Pasan algunos años y algunas cosas están mejor en su vida (encontró un amor verdadero y se casó, por ejemplo), pero otras están igual o peor. “Recuerdo una noche volver del Multiteatro de Corrientes al departamento que compartíamos con mi mujer en Córdoba y Montevideo, y estar muy mal. Participaba de una obra que le iba bien, llenaba la sala, pero a mí me parecía malísima, muy frívola, y me dejaba seco, vacío”. Staltari sentía que se le iba extinguiendo el crédito, cada vez más lejos de aquel entrañable rolinga de Okupas con el que se había dado a conocer. “En cualquier momento iba a tener que dedicarme a otra cosa. De hecho ya lo hacía, trabajaba de otras cosas durante la semana. Pero el no encontrarle rumbo a la actuación, hacer tantos bolos, papeles sin alma, me mortificaba. Así fue que un día la agarré a mi mujer y le dije: ‘A partir de ahora no voy a hacer otra cosa que papeles que me gusten, que me dejen algo’. Y ella me bancó”.

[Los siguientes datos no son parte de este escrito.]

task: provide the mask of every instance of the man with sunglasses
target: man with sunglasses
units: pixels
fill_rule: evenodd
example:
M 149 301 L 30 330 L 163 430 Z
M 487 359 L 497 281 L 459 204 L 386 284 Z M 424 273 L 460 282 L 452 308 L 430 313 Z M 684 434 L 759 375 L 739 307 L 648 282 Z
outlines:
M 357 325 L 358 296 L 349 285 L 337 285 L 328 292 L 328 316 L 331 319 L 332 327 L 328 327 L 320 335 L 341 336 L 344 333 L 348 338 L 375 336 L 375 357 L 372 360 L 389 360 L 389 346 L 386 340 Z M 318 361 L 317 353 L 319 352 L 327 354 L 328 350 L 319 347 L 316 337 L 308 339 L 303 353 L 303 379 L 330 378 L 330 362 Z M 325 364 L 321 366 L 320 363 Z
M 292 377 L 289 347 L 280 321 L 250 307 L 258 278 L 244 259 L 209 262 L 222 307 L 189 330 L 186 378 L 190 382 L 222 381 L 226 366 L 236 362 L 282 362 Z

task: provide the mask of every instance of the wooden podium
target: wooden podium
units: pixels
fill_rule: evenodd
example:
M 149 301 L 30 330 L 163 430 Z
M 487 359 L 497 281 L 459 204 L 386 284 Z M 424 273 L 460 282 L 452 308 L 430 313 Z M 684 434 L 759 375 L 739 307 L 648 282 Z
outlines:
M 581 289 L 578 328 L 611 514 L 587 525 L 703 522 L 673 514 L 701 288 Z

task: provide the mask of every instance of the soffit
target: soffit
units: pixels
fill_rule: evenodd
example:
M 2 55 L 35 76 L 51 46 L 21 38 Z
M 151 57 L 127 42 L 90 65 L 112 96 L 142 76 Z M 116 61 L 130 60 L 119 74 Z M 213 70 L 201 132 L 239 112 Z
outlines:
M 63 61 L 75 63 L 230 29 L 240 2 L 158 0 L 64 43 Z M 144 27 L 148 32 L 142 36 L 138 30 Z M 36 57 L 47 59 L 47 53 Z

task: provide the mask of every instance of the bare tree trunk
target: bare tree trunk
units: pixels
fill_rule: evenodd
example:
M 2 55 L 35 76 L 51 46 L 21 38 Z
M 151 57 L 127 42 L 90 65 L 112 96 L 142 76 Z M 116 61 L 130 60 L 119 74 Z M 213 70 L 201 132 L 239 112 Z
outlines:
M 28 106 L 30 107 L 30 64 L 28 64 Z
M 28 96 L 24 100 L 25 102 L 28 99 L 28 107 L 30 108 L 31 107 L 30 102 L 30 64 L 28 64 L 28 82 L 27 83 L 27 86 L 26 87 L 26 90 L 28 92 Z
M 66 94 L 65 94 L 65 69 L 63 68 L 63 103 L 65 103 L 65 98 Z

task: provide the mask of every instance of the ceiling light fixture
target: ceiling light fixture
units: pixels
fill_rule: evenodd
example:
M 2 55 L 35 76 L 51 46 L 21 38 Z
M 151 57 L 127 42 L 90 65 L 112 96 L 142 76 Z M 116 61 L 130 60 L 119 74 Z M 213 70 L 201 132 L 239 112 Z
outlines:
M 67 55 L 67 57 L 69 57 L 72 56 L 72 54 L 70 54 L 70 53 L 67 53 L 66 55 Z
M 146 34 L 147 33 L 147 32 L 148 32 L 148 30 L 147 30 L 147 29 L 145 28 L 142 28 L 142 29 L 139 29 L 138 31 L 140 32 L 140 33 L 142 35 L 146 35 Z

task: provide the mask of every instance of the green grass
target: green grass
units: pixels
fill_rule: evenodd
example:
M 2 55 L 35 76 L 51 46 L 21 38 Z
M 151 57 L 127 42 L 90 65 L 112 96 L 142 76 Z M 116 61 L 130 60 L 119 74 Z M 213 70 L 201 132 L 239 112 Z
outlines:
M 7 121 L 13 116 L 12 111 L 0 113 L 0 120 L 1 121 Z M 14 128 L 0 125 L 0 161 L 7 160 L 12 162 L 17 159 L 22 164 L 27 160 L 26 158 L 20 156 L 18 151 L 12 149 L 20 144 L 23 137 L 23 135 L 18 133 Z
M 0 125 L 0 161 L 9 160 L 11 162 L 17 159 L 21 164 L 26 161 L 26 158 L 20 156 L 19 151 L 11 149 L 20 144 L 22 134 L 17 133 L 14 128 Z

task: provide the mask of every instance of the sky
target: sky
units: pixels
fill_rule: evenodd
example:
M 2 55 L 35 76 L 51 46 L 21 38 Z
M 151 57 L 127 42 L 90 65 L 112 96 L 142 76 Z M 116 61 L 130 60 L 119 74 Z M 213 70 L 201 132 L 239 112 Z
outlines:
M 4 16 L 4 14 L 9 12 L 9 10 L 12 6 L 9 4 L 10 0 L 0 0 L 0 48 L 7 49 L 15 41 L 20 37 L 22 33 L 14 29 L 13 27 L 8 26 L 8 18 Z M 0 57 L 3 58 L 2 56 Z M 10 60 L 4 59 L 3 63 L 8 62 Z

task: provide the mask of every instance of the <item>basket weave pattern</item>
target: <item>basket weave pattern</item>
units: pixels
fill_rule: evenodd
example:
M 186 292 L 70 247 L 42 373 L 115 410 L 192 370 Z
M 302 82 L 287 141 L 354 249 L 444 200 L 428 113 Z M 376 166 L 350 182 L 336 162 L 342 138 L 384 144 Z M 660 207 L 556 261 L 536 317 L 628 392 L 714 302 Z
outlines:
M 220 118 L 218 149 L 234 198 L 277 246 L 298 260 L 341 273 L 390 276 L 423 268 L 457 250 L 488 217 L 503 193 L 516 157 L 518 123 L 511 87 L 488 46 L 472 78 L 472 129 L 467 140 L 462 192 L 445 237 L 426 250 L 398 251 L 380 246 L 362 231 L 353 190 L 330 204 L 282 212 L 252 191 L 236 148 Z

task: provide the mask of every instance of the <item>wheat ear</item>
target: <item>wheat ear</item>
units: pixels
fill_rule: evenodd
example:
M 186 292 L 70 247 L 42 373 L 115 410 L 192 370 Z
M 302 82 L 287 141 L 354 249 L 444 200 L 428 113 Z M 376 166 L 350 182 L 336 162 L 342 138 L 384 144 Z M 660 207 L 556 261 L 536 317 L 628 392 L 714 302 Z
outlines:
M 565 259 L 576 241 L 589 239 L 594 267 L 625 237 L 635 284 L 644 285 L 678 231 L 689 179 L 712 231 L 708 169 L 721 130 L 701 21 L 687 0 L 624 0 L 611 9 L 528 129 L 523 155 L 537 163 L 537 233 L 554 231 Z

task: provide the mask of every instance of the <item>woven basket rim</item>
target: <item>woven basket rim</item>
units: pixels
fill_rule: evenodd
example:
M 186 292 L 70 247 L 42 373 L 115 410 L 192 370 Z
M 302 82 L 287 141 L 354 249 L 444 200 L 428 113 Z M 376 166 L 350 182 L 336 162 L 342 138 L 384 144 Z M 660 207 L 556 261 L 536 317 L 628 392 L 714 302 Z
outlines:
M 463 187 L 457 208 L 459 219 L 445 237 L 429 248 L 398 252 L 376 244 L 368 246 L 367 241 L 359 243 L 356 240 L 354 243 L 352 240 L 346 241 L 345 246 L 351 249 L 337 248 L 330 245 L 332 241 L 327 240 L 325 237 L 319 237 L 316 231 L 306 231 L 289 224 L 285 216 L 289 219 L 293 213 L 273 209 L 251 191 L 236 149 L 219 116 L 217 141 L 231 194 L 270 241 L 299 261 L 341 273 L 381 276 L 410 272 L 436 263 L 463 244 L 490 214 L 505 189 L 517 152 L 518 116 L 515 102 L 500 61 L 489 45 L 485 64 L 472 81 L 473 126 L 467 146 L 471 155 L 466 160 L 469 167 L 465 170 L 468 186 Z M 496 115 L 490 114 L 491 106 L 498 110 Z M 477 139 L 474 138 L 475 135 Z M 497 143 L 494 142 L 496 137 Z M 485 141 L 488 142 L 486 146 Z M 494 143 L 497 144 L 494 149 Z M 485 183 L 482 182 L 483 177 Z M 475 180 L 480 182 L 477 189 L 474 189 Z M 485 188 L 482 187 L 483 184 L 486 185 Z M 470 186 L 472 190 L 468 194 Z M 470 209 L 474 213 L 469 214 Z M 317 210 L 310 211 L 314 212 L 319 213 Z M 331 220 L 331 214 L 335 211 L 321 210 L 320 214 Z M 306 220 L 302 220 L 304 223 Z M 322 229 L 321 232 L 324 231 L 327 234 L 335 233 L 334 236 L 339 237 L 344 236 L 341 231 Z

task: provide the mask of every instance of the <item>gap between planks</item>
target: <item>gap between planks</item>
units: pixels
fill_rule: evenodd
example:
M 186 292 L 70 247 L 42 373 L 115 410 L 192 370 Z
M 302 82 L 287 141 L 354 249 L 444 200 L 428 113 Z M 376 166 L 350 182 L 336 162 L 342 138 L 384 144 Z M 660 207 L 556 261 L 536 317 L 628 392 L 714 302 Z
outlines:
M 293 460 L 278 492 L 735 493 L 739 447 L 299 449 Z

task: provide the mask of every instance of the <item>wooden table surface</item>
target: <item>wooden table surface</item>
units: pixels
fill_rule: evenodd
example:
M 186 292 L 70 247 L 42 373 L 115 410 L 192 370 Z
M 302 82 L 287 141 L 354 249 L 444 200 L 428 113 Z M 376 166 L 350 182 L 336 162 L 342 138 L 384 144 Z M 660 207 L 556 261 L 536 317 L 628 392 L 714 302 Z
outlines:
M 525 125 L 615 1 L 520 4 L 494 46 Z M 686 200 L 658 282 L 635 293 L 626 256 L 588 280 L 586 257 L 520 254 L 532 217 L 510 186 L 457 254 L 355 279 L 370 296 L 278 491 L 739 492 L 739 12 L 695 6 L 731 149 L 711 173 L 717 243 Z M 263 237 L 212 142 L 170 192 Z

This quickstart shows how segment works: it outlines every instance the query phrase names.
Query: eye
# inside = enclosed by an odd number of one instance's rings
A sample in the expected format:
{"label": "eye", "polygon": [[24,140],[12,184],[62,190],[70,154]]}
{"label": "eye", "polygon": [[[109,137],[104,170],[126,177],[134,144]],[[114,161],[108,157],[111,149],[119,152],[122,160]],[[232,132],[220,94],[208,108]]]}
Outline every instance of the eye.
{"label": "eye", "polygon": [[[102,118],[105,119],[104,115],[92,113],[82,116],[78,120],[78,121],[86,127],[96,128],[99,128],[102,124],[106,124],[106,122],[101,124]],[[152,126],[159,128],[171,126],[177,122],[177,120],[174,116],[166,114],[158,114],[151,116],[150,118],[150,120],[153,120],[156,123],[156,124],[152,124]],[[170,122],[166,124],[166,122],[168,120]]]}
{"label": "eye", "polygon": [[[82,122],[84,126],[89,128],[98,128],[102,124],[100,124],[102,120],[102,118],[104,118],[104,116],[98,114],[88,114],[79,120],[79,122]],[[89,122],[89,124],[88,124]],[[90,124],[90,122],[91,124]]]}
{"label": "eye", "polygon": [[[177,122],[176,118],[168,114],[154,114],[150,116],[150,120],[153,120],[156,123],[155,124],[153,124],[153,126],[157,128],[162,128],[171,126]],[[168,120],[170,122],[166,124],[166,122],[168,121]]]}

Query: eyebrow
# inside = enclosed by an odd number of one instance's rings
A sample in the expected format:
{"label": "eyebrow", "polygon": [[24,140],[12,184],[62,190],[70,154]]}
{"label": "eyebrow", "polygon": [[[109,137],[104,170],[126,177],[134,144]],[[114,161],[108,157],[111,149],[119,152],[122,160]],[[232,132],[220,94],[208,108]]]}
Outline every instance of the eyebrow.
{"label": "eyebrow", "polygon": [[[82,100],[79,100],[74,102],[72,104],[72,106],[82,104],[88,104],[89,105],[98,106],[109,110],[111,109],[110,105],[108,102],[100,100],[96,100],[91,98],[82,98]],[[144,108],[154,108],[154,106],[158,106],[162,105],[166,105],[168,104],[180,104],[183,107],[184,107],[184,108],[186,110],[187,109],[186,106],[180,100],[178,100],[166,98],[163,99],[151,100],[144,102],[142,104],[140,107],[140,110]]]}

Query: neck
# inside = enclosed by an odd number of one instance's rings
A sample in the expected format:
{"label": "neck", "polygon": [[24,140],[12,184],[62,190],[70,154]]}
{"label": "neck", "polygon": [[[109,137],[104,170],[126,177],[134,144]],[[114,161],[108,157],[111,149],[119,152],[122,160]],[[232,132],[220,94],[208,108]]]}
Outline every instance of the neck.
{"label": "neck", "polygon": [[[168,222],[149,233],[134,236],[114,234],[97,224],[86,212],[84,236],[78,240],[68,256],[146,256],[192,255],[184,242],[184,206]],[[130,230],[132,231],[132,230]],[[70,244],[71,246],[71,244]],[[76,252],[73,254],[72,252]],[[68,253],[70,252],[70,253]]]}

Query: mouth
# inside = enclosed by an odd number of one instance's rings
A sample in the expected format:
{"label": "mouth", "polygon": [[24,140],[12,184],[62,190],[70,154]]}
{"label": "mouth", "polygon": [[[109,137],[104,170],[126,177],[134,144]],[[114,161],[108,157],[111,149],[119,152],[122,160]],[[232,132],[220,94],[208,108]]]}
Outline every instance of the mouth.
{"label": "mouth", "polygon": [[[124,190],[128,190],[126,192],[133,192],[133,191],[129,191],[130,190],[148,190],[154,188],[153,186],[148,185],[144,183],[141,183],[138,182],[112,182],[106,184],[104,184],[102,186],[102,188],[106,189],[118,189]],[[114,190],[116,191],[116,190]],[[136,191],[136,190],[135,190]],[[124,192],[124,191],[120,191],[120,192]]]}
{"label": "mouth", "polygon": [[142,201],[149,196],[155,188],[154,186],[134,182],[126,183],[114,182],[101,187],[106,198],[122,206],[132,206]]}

Ariel se acordó entonces del monólogo que lo había movilizado aquel domingo depresivo. “Tuve que hacer todo un trabajo de inteligencia para dar con el texto porque no tenía el nombre de la autora ni el título del libro y no quería hablar con mi amigo porque me había distanciado”. Mediante palabras claves, indicios, deducciones por internet, encontró primero la obra y luego información sobre Maruxa Vilalta, una famosa dramaturga de México, reconocida internacionalmente por sus obras de índole crítica y humanista. “Conseguí su teléfono y la empecé a llamar. Teníamos unas conversaciones buenísimas, emocionantes. Y un día, aprovechando que mi mujer tenía unos pasajes libres por ser azafata, fuimos a visitarla”. Maruxa, de setenta y largos años, los recibe en su casa del residencial barrio de Polanco. Vive recostada por sus problemas en la columna. Y tras algunos prolegómenos algo bizarros (un marido que hace gala de su estado físico y en realidad casi que oficia de mucamo) Staltari logra recitarle algunos pasajes de La última letra. “Se emociona. Brindamos con un vino francés. Y me da el visto bueno”. 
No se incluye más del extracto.